"""Adapter output contract tests — gatekeeper for §7.5.7.

Two layers of tests:

  A. **Contract self-tests** — the Pydantic models in
     `govcrawler.adapters.contract` reject malformed input (proves the
     guard is real, not ceremonial).

  B. **Real-data projection** — load the gkmlpt API JSON we captured in
     `data/probe/verify_httpx.json` and mechanically project each
     article into `CrawlItem`. If the contract is well-designed, this
     should never raise; if it does, the contract is too strict or the
     adapter will need a cleanup step before constructing `CrawlItem`.

New adapters add their own layer-B tests here (or in a sibling file)
pointing at their saved probe sample. Code review blocks the merge when
contract tests fail — enforces §7.5.7 "契约不通过不合并".
"""
from __future__ import annotations

import hashlib
import json
from datetime import date, datetime, timezone
from pathlib import Path

import pytest
from pydantic import ValidationError

from govcrawler.adapters.contract import (
    AttachmentItem,
    ContractViolation,
    CrawlItem,
    CrawlLogItem,
    FetchStrategy,
    Status,
)
from govcrawler.utils.url_norm import url_hash as compute_url_hash

PROBE = Path(__file__).resolve().parents[1] / "data" / "probe"

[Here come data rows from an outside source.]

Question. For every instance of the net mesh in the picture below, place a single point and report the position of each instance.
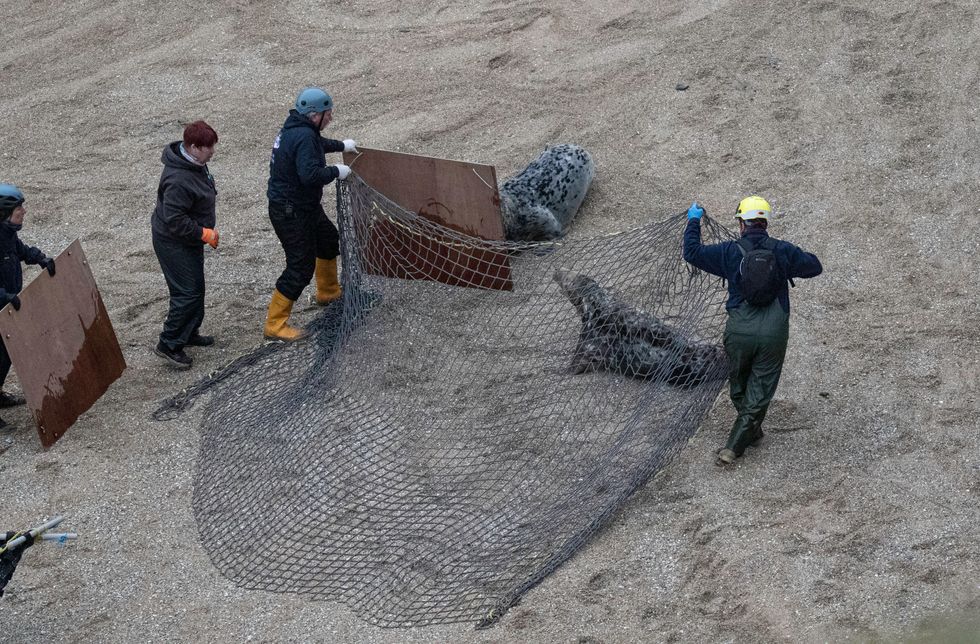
(431, 453)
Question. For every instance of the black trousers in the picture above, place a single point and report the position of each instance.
(305, 235)
(755, 341)
(183, 268)
(4, 363)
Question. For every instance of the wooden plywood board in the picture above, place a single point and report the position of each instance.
(62, 344)
(458, 195)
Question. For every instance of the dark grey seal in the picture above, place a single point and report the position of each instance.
(620, 338)
(539, 202)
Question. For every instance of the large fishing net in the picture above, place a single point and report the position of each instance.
(436, 449)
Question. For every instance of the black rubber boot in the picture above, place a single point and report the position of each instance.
(175, 357)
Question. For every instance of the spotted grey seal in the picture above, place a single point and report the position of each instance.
(539, 202)
(632, 342)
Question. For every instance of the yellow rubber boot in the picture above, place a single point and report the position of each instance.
(277, 323)
(327, 287)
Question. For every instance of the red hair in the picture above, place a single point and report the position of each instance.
(200, 134)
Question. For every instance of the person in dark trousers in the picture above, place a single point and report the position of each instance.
(12, 252)
(183, 223)
(297, 174)
(755, 334)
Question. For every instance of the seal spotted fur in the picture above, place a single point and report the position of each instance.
(634, 343)
(539, 203)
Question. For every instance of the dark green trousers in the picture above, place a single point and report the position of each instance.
(755, 341)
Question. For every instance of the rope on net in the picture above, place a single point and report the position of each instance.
(437, 449)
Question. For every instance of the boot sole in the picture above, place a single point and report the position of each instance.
(180, 366)
(278, 339)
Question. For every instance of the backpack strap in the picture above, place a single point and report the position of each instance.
(746, 246)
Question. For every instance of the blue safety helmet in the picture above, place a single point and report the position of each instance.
(313, 99)
(10, 198)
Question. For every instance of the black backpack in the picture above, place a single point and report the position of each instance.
(761, 275)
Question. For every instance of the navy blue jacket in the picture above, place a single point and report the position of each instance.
(185, 199)
(724, 259)
(297, 169)
(12, 252)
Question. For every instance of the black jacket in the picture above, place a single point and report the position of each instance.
(12, 252)
(724, 259)
(297, 169)
(185, 198)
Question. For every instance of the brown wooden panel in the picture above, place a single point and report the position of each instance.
(458, 195)
(62, 344)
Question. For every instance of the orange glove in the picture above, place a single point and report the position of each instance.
(210, 237)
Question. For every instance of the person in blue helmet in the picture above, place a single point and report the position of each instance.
(297, 173)
(12, 252)
(759, 270)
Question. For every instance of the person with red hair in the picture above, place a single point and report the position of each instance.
(183, 222)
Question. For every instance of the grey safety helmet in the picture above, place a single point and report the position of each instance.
(10, 198)
(313, 99)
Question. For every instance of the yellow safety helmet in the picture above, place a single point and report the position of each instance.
(753, 207)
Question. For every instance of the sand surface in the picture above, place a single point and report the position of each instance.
(858, 120)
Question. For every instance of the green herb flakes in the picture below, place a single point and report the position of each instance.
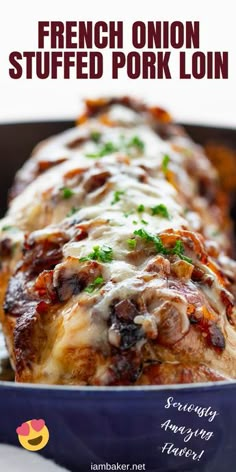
(67, 193)
(94, 285)
(116, 196)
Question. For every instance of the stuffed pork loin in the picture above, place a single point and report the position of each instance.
(115, 265)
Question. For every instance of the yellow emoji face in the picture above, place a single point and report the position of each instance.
(33, 435)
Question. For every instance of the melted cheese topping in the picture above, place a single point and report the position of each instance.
(137, 181)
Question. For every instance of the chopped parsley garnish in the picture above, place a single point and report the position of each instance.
(107, 148)
(160, 210)
(140, 208)
(95, 136)
(72, 211)
(178, 249)
(132, 243)
(165, 162)
(94, 285)
(101, 254)
(135, 141)
(67, 192)
(117, 195)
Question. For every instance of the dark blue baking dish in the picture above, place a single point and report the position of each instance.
(115, 426)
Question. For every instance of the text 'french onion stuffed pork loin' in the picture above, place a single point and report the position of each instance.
(115, 265)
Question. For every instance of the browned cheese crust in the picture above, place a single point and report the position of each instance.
(115, 256)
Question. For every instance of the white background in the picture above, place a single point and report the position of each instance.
(207, 101)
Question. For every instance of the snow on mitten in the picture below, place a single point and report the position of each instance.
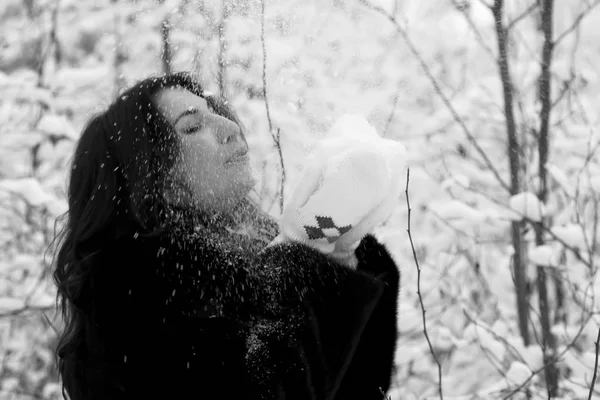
(350, 184)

# ---------------------------------------------------------------------------
# helpers
# ---------------------------------------------------------------------------
SHA_EMPTY = hashlib.sha256(b"").hexdigest()  # valid 64-char hex for fixtures


def _make_minimal_item(**overrides) -> dict:
    """Smallest dict that should pass CrawlItem validation."""
    base = {
        "site_id": "qingcheng_fgw",
        "url": "http://www.qingcheng.gov.cn/post/1.html",
        "url_hash": compute_url_hash("http://www.qingcheng.gov.cn/post/1.html"),
        "title": "测试标题",
    }
    base.update(overrides)
    return base


# ===========================================================================
# LAYER A — Contract self-tests
# ===========================================================================
class TestCrawlItemBasics:
    def test_minimal_item_parses(self):
        item = CrawlItem(**_make_minimal_item())
        assert item.status == Status.RAW
        assert item.attachments == []
        assert item.native_post_id is None  # allowed to be None

    def test_empty_title_rejected(self):
        with pytest.raises(ValidationError):
            CrawlItem(**_make_minimal_item(title=""))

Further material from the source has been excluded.